Source code for astropy.modeling._fitting_parallel

import traceback
import warnings
from copy import deepcopy
from math import ceil, log10, prod
from pathlib import Path

import numpy as np

import astropy.units as u
from astropy.modeling.utils import _combine_equivalency_dict
from astropy.nddata import NDUncertainty, StdDevUncertainty, support_nddata
from astropy.wcs.wcsapi import BaseHighLevelWCS, BaseLowLevelWCS
from astropy.wcs.wcsapi.wrappers import SlicedLowLevelWCS

__all__ = ["parallel_fit_dask"]


def _pixel_to_world_values_block(*pixel, wcs=None):
    """
    Convert a block of pixel values to world values using a WCS. This is for
    use in map_blocks.
    """
    world = wcs.array_index_to_world_values(*pixel)
    world = np.array(world)
    return world


def _wcs_to_world_dask(wcs, shape, chunks=None):
    """
    Given a WCS and a data shape, return an iterable of dask arrays
    representing the world coordinates of the array.
    """
    import dask.array as da

    pixel = tuple([np.arange(size) for size in shape])
    pixel_nd = da.meshgrid(*pixel, indexing="ij")
    world = da.map_blocks(
        _pixel_to_world_values_block,
        *pixel_nd,
        wcs=deepcopy(wcs),
        new_axis=0,
        chunks=(len(shape),) + chunks,
    )
    return tuple([world[idx] for idx in range(len(shape))])

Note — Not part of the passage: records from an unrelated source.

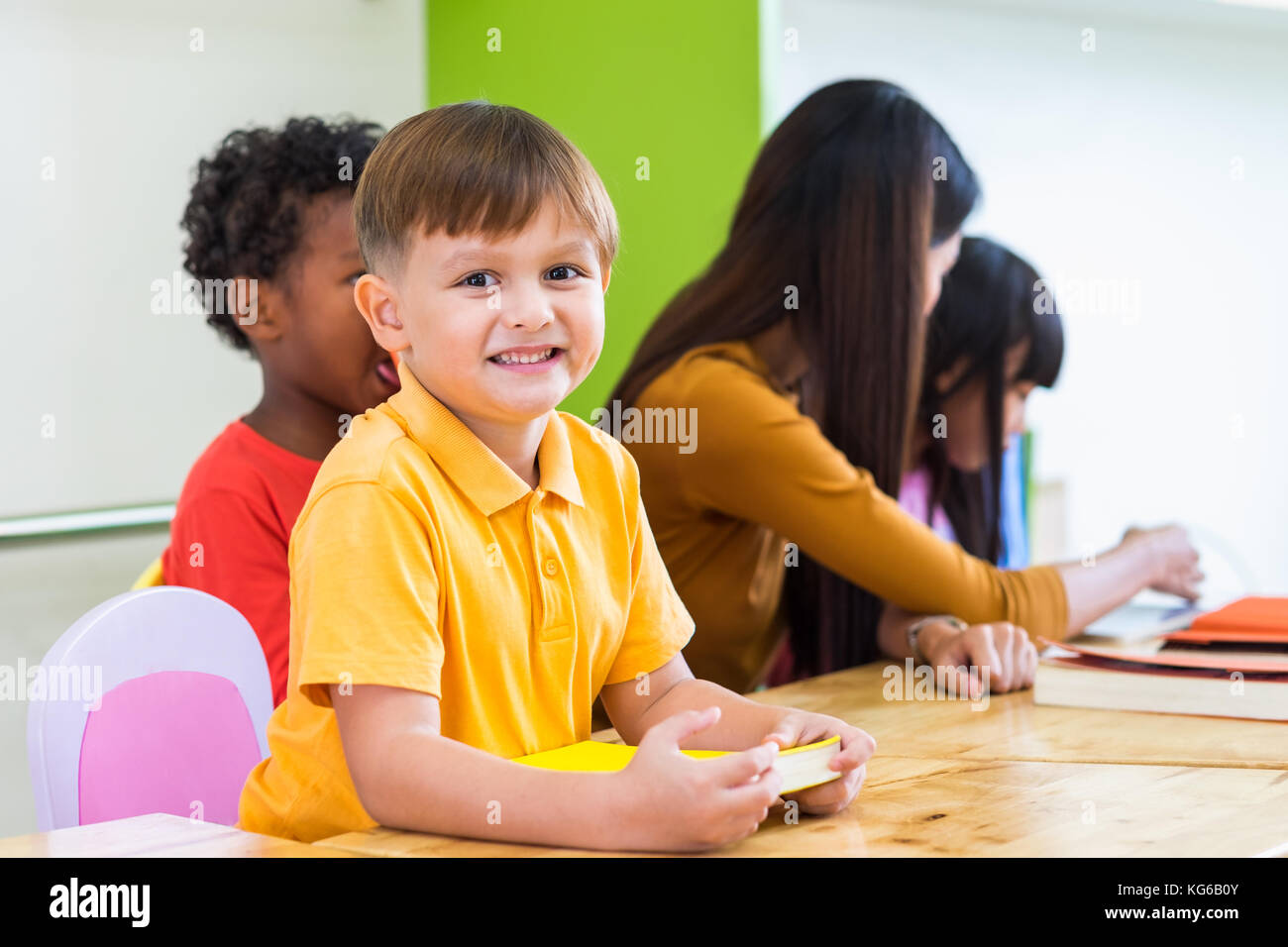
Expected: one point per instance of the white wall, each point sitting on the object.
(1120, 166)
(114, 94)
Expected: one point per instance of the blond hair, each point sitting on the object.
(475, 167)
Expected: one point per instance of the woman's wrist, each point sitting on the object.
(926, 634)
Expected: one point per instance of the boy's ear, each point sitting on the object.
(377, 302)
(258, 308)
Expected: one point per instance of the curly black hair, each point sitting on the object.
(244, 213)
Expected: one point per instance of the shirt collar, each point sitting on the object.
(477, 472)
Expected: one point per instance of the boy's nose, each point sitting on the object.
(527, 311)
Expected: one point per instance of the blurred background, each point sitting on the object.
(1132, 151)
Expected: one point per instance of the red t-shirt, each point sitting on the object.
(240, 502)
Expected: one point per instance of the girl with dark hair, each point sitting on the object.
(800, 351)
(992, 339)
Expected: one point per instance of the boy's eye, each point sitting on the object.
(478, 279)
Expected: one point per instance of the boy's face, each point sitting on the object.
(500, 329)
(330, 354)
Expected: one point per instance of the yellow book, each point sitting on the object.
(802, 767)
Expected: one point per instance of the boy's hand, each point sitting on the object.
(799, 728)
(678, 802)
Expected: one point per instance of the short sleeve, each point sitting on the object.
(365, 594)
(657, 625)
(231, 545)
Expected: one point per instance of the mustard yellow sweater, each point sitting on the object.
(758, 474)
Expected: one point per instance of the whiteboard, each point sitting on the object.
(106, 402)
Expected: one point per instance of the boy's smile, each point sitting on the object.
(498, 329)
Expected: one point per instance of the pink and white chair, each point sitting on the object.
(183, 702)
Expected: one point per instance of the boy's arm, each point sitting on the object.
(634, 706)
(408, 776)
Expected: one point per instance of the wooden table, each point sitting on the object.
(941, 806)
(1014, 728)
(1009, 780)
(156, 836)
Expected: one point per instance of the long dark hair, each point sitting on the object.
(844, 201)
(992, 300)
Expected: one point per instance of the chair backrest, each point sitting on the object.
(154, 701)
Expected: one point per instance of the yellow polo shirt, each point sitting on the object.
(421, 561)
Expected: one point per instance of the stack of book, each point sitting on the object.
(1229, 663)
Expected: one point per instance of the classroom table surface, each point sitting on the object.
(1009, 779)
(1012, 727)
(156, 836)
(949, 777)
(944, 806)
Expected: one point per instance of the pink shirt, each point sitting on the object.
(914, 495)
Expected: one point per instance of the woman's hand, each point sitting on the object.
(1176, 570)
(1003, 648)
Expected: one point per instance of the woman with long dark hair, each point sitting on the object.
(799, 355)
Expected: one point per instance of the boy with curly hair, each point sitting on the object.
(473, 567)
(270, 219)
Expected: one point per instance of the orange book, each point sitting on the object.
(1249, 620)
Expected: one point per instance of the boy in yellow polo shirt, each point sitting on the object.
(472, 567)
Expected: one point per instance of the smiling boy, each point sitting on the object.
(473, 567)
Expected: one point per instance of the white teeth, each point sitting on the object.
(506, 359)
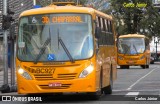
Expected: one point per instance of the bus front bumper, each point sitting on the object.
(131, 62)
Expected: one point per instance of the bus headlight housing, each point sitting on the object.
(86, 71)
(25, 74)
(120, 57)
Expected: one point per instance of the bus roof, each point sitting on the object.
(63, 9)
(132, 35)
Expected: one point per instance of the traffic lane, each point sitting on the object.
(95, 102)
(127, 77)
(151, 82)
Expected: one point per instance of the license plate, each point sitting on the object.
(54, 84)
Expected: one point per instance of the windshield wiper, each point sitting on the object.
(42, 50)
(65, 48)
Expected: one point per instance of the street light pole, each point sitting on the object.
(156, 41)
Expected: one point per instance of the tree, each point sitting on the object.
(131, 18)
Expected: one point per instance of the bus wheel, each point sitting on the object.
(96, 95)
(108, 89)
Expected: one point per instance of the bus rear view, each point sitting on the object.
(133, 50)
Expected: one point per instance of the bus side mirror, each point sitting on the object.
(97, 32)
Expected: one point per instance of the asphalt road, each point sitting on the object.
(133, 86)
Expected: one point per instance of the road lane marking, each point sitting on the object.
(132, 93)
(130, 87)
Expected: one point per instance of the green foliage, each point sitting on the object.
(132, 19)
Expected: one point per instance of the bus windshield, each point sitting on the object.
(73, 30)
(131, 45)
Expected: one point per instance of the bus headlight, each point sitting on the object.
(25, 74)
(142, 58)
(86, 71)
(120, 57)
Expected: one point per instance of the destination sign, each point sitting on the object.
(62, 19)
(41, 70)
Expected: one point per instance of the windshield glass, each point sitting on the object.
(131, 45)
(74, 30)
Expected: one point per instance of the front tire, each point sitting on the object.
(108, 89)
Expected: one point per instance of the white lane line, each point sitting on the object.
(132, 93)
(130, 87)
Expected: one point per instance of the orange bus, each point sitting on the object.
(133, 50)
(65, 49)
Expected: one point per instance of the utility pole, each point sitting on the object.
(156, 41)
(5, 87)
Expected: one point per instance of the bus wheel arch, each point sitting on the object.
(96, 95)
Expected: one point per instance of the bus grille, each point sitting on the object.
(63, 86)
(42, 77)
(132, 58)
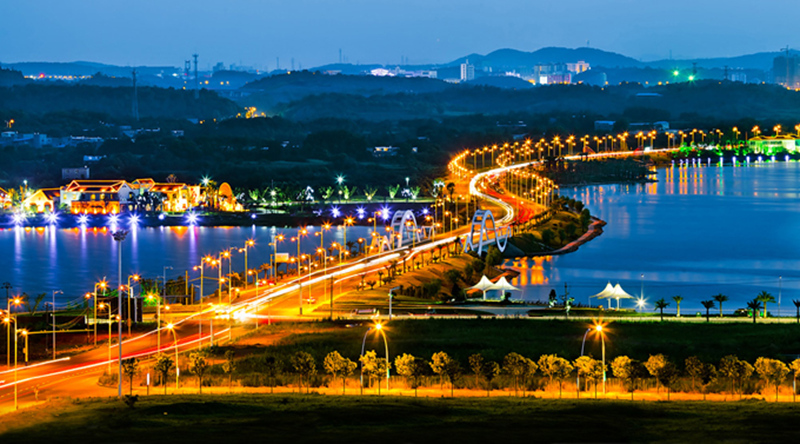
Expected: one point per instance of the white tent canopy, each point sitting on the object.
(503, 285)
(615, 292)
(483, 285)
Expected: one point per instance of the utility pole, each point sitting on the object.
(196, 79)
(135, 109)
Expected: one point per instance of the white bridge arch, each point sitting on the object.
(403, 230)
(480, 220)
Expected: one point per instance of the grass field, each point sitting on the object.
(371, 419)
(494, 338)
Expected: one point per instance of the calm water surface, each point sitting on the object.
(72, 260)
(695, 233)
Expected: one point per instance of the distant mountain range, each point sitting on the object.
(499, 60)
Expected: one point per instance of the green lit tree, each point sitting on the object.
(199, 365)
(772, 371)
(162, 366)
(446, 367)
(661, 304)
(305, 367)
(339, 366)
(678, 299)
(708, 305)
(411, 368)
(720, 298)
(754, 306)
(130, 367)
(229, 366)
(765, 297)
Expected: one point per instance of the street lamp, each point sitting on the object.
(135, 278)
(54, 321)
(171, 327)
(379, 328)
(103, 285)
(599, 329)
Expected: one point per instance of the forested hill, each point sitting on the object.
(115, 102)
(718, 101)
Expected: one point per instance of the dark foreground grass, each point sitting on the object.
(494, 338)
(318, 418)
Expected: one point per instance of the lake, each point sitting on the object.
(697, 232)
(45, 259)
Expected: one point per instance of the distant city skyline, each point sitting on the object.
(255, 33)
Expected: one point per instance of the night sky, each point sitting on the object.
(254, 33)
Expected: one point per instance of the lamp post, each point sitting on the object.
(379, 328)
(102, 307)
(136, 278)
(54, 321)
(171, 328)
(249, 243)
(102, 285)
(274, 245)
(599, 329)
(119, 236)
(158, 321)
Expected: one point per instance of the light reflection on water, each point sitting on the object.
(38, 260)
(696, 232)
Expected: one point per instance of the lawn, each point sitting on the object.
(496, 337)
(318, 418)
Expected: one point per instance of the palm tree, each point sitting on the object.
(796, 303)
(720, 298)
(678, 299)
(661, 304)
(708, 305)
(765, 297)
(754, 305)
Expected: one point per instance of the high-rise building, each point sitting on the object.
(467, 71)
(786, 71)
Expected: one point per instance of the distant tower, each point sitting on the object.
(467, 71)
(196, 79)
(135, 107)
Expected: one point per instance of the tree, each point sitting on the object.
(590, 369)
(411, 368)
(562, 370)
(490, 371)
(754, 305)
(130, 367)
(737, 372)
(796, 303)
(199, 365)
(708, 305)
(446, 367)
(795, 366)
(229, 366)
(162, 367)
(337, 365)
(720, 298)
(678, 299)
(772, 371)
(656, 364)
(624, 368)
(661, 304)
(271, 367)
(305, 367)
(518, 367)
(476, 363)
(694, 368)
(765, 297)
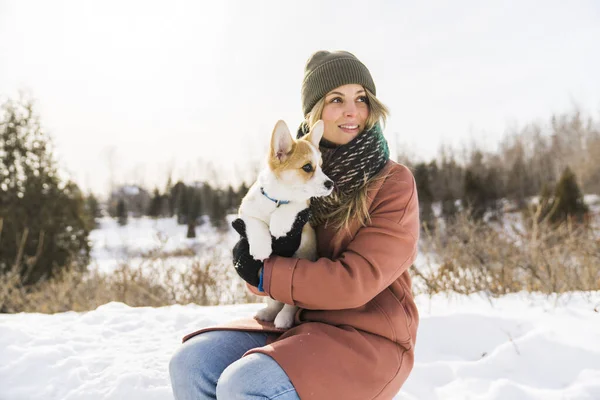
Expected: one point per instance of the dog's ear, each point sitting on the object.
(281, 141)
(316, 133)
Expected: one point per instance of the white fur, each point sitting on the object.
(264, 218)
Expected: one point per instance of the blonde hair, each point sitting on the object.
(354, 207)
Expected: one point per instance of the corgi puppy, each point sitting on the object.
(292, 176)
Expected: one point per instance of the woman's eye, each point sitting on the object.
(307, 168)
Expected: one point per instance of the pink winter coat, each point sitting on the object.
(355, 333)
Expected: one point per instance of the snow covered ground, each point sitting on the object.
(520, 347)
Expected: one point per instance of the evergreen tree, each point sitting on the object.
(122, 212)
(218, 210)
(194, 206)
(475, 195)
(44, 222)
(92, 208)
(426, 215)
(156, 206)
(568, 200)
(175, 195)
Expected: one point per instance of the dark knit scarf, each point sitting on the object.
(349, 166)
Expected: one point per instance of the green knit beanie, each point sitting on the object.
(326, 70)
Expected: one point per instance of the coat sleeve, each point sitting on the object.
(377, 255)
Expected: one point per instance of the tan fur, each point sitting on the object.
(300, 154)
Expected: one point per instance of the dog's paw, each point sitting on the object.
(266, 314)
(260, 250)
(284, 320)
(279, 229)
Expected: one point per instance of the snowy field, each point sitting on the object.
(521, 347)
(518, 347)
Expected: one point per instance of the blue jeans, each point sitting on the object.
(210, 366)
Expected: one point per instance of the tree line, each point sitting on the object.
(45, 221)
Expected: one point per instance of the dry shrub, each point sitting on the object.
(208, 280)
(467, 256)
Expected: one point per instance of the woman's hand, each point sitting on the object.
(248, 268)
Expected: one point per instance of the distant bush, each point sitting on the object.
(154, 282)
(44, 225)
(468, 256)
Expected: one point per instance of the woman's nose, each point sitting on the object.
(350, 109)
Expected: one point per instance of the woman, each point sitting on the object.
(355, 332)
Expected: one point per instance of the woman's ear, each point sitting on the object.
(281, 141)
(316, 133)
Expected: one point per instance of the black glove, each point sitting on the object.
(246, 266)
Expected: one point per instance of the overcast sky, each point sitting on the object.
(173, 85)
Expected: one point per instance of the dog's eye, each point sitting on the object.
(307, 168)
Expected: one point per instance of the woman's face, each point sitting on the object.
(345, 113)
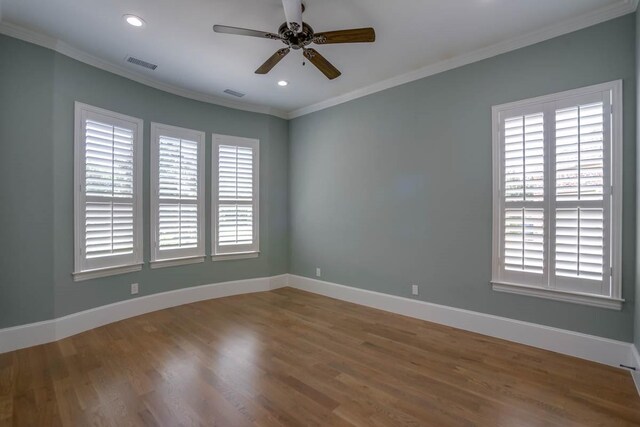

def _copy_with_new_parameters(model, parameters):
    # Make a copy of the model, setting the parameters to new values
    model_new = model.copy()
    model_new._reset_parameters(**parameters)
    return model_new


def _fit_models_to_chunk(
    data,
    *arrays,
    block_info=None,
    model=None,
    fitter=None,
    world=None,
    diagnostics=None,
    diagnostics_path=None,
    diagnostics_callable=None,
    iterating_shape=None,
    fitter_kwargs=None,
    iterating_axes=None,
    fitting_axes=None,
    weights_specified=None,
):
    """
    Function that gets passed to map_blocks and will fit models to a specific
    chunk of the data.
    """
    if fitter_kwargs is None:
        fitter_kwargs = {}

    # Start off by re-ordering axes so that iterating axes come first followed
    # by fitting axes
    original_axes = tuple(idx for idx in (iterating_axes + fitting_axes))
    new_axes = tuple(range(data.ndim))
    data = np.moveaxis(data, original_axes, new_axes)
    arrays = [np.moveaxis(array, original_axes, new_axes) for array in arrays]

    if weights_specified:
        weights = arrays[0]
        arrays = arrays[1:]
    else:
        weights = None

    # World coordinates can be specified either as Nd world arrays (in which
    # case the world kwarg is set to `None`), or passed in via the world kwarg
    # (if the world coordinates are given as 1D arrays)
    if world is None:
        parameters = arrays[: -model.n_inputs]
        world_arrays = arrays[-model.n_inputs :]
    else:
        parameters = arrays

    # Make the parameters into an Nd array, as this is what we will return. We
    # then modify this array in-place in the rest of the function.
    parameters = np.array(parameters)

    # In some cases, dask calls this function with empty arrays, so we can
    # take a short-cut here.
    if data.ndim == 0 or data.size == 0 or block_info is None or block_info == []:
        return parameters

    # Because of the way map_blocks works, we need to have all arrays passed
    # to map_blocks have the same shape, even though for the parameters this
    # means there are extra unneeded dimensions. We slice these out here.
    index = tuple([slice(None)] * (1 + len(iterating_axes)) + [0] * len(fitting_axes))
    parameters = parameters[index]

    # The world argument is used to pass through 1D arrays of world coordinates
    # (otherwise world_arrays is used) so if the model has more than one
    # dimension we need to make these arrays N-dimensional.
    if world is not None:
        if model.n_inputs > 1:
            world_values = np.meshgrid(*world, indexing="ij")
        else:
            world_values = world

    iterating_shape_chunk = data.shape[: len(iterating_axes)]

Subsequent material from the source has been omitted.